The picture for alternative care is not much brighter.  According to the Ontario Association of Non-Profit Homes and Services for Seniors (OHNSS), the demand is increasing, “outstripping supply.  Wait lists are growing and there are virtually no beds available,” with a 5.1% increase from the previous year. 

Then there is home care.  The provincial Auditor General found 10,000 people on waiting lists, with waits up to 262 days.  And costs for alternative care are increased due to privatization, with most home care services and long-term facilities in the private sector. 

At the same time, low pay for workers in the facilities results in high turnover rates and many staff lacking in training and experience.  We have heard this tune before, when deinstitutionalization of the mentally ill was supposed to be dealt with by services in the community, but the services were never funded.  So it is with movement of services from hospital to the community for services for the elderly. 

McGuinty cries that health care costs are bleeding the government’s coffers.  Quite right, but what is the real problem?  The sad state of the government’s exchequer is due to massive and continuing tax cuts.  “Without the recession–at full economic potential–the impact of the tax cuts is a revenue reduction of $18 billion per year, more than the entire provincial deficit.”  (Ontario Health Coalition. “First Do No Harm” Feb. 10, 2012) These cuts are overwhelmingly to corporations and high-income earners, very little if any for other Ontarians.
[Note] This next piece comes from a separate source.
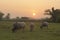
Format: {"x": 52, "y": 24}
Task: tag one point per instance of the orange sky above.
{"x": 27, "y": 7}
We are told that the cuts are to encourage business to come to Ontario.  As a result Ontario has among the very lowest tax rates in North America.  Yet this strategy has simply failed.  The McGuinty answer is simply more of the same, while what is needed is a real new economic strategy. 

Dennis Howlett, of Canadians for Tax Fairness, identified poverty as a major factor in poor health, worse than smoking.  Another way of looking at it is to see that poverty is expensive, consuming health care dollars. 

If a child is raised in poverty, even if the poverty is overcome later in life, health outcomes are still affected.  Yet, McGuinty has done absolutely nothing to reverse the 21.6% cut in welfare rates brought in by Harris.  Subsequent increases have only addressed increases in cost of living since the cut.  Incidentally, the cut also appears not to be on the NDP’s radar.